China's Inflation Surges to 3.8% Amid Oil Pressure and Record Holiday Spending

Mar 09, 2026 01:37 UTC
CL=F, ^VIX, EUR/USD
Short term

China's consumer price index rose to 3.8% year-on-year in February, driven by soaring oil prices and unprecedented holiday season demand, signaling stronger domestic consumption and potential monetary tightening. The rise pressures global commodity markets and heightens expectations of policy divergence with major central banks.
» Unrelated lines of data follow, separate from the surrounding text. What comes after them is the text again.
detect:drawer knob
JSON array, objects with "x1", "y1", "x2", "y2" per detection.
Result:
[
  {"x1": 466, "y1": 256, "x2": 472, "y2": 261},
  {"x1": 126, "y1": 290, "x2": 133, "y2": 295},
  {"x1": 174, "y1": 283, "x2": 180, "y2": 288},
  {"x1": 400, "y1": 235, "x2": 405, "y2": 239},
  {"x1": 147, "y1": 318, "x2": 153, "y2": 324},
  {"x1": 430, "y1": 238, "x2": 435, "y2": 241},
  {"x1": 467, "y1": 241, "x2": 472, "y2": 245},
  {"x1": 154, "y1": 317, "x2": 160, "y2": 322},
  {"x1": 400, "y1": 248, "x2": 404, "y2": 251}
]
  • China’s CPI rose to 3.8% year-on-year in February, the highest since January 2022
  • Oil prices (CL=F) surged 12.3% annually, contributing significantly to inflation
  • Lunar New Year spending reached a record high, up 18% vs. pre-pandemic levels
  • Core CPI stood at 1.9%, indicating persistent inflation beyond energy
  • Market volatility increased, with VIX rising 14% to 18.7
  • EUR/USD dipped to 1.0850 amid expectations of policy divergence

China’s inflation accelerated sharply in February, reaching 3.8% annually—the highest level since 2022—as energy costs and robust consumer spending converged to fuel price growth. The increase was largely attributed to a 12.3% year-on-year jump in oil prices, reflected in the CL=F futures contract, which climbed above $87 per barrel during the period. This surge coincided with a record-breaking Lunar New Year travel and retail season, where spending exceeded expectations by 18% compared to pre-pandemic levels. The core CPI, excluding food and energy, rose to 1.9%, indicating broad-based inflationary pressures beyond commodities. This combination of high headline inflation and persistent underlying trends suggests that domestic demand is recovering faster than anticipated, potentially prompting the People’s Bank of China to reconsider its accommodative stance. Market watchers now anticipate a possible policy tightening in the second half of 2026, especially if inflation remains above the 3% threshold. Global markets reacted with heightened volatility, as the VIX index jumped 14% to 18.7, signaling increased risk aversion. The EUR/USD pair weakened slightly to 1.0850 amid speculation that diverging monetary policies between China and the U.S. could influence capital flows. Commodity traders also adjusted positions, with energy-related equities and mining stocks posting gains.